# Rifling lands



## jk3hunter (Dec 29, 2010)

I know this question is a tough one to answer because all rifles are different but I am just curious how far off the lands I should seat my bullet. If this means anything I shoot a DPMS bull 20 in 223. Used a bullet comparator this weekend and found out that my bullets are damn near on the lands if not touching them already! Even though they are touching the lands I still get honest 3/4 inch five shot groups but I was wondering if I seat them back a bit if I can even tighten that up. Any help appreciated.


----------



## Plainsman (Jul 30, 2003)

Every rifle is different and the only way to know is experiment. If they fit in your clip I would guess they are nt to close to the lands. I had the same rifle as you, it was just to heavy for an old geezer like my to treck after coyote all day long. I traded for a light 16 inch, and that shoots 1/2 inch all day long. My 20 inch heavy grouped under 4/10 inch. 50 gr VMax and H335 grouped right around 1/3 inch. The local sport shot had one ten shot group of .338 hanging under their DPMS's for a couple of months. That was one of my targets from the 20 inch that I purchased from them. 
I didn't like the performance of the VMax on coyote so I have switched to 55 gr soft point. I think they are doing better. If you check Midsouth Shooters Supply, Midway U S A, Nachez shooters supply, etc you will find good prices on plain jane 55 gr soft points. My nephew purchased 4000 and got the price I think under $8 per hundred. 
Anyway, yes I am sure you can do better than 3/4 inch. I never did bother with different seating depths with my DPMS, but I did try different powders and primers. I ended up with Federal match primers and H335 for best accuracy out of Lake City brass.


----------



## jk3hunter (Dec 29, 2010)

Will H335 perform well in the winter even though it isnt an extreme powder? I use varget which is supposed to be one of the best not being temp sensitive. I know H335 meters well.


----------



## Plainsman (Jul 30, 2003)

The only way to know is shoot it over a chronograph. I use some varget, but in my 308. I have not tried it in anything else.
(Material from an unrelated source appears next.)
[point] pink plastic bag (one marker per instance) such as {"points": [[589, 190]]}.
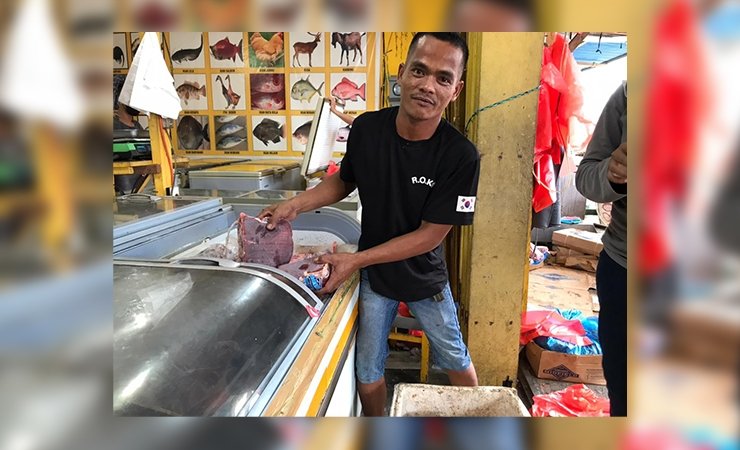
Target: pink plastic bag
{"points": [[574, 401], [552, 324]]}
H335 I have chronographed down to -10 degrees. I don't know where I put my records, but I think my 22 inch barrel Winchester Featherweight dropped from 3380 fps to 3250 fps. My 16 inch barrel DPMS gives me 3000 fps with a 50 gr and 2980 with a 55 gr. I get 3040 fps with the 55 gr using Hogdon Benchrest. The day I chronographed last year was 5 degrees above zero.


----------



## jk3hunter (Dec 29, 2010)

i was shocked to find out that my bullets in my current loads touched when seated out to the max that my clip would allow


----------



## MagnumManiac (Feb 19, 2008)

If you load 20 rounds in 5 round batches going deeper into the case by .005" with each batch, this will tell you if the groups get any better. You could also do another batch of 20 the same way with them even further in the case. 
Sometimes there is a sweet spot that occurs close to the lands and another much further away, anything up to .100", but .050" is more realistic with small calibre bullets.


----------



## jk3hunter (Dec 29, 2010)

Thats exactly my plan. I am loading 10 rounds each of bullets .010 off and .020 off the lands and possible .030 and .040 later


----------



## farmerj (Jun 19, 2004)

what ever set-up gives you the lowest Standard deviation / spread when you chrono them if you are going to get all fussy about it.


----------



## jk3hunter (Dec 29, 2010)

I will be fussy because I am obsessed with accuracy.  I measured my lands five times with a variance of +/- .001 which I was very pleased with. Just loaded up ten that are .010 off. I still cant believe I could touch the lands and still fit in my magazine.


----------



## Plainsman (Jul 30, 2003)

> I still cant believe I could touch the lands and still fit in my magazine


That surprises me too. I'll have to check mine. Of course I'm just seating to the cannelure in my 55 gr soft point. I'll have to check my VMax since those are seated so I can just get them in the magazine. I thought I was back about 30 thousandths, but I didn't write it down anywhere and I can't remember.


----------



## jk3hunter (Dec 29, 2010)

with a stoney point bullet comparator I got an average of 2.874 when the round is touching the lands. I backed the next ten off to 2.864


----------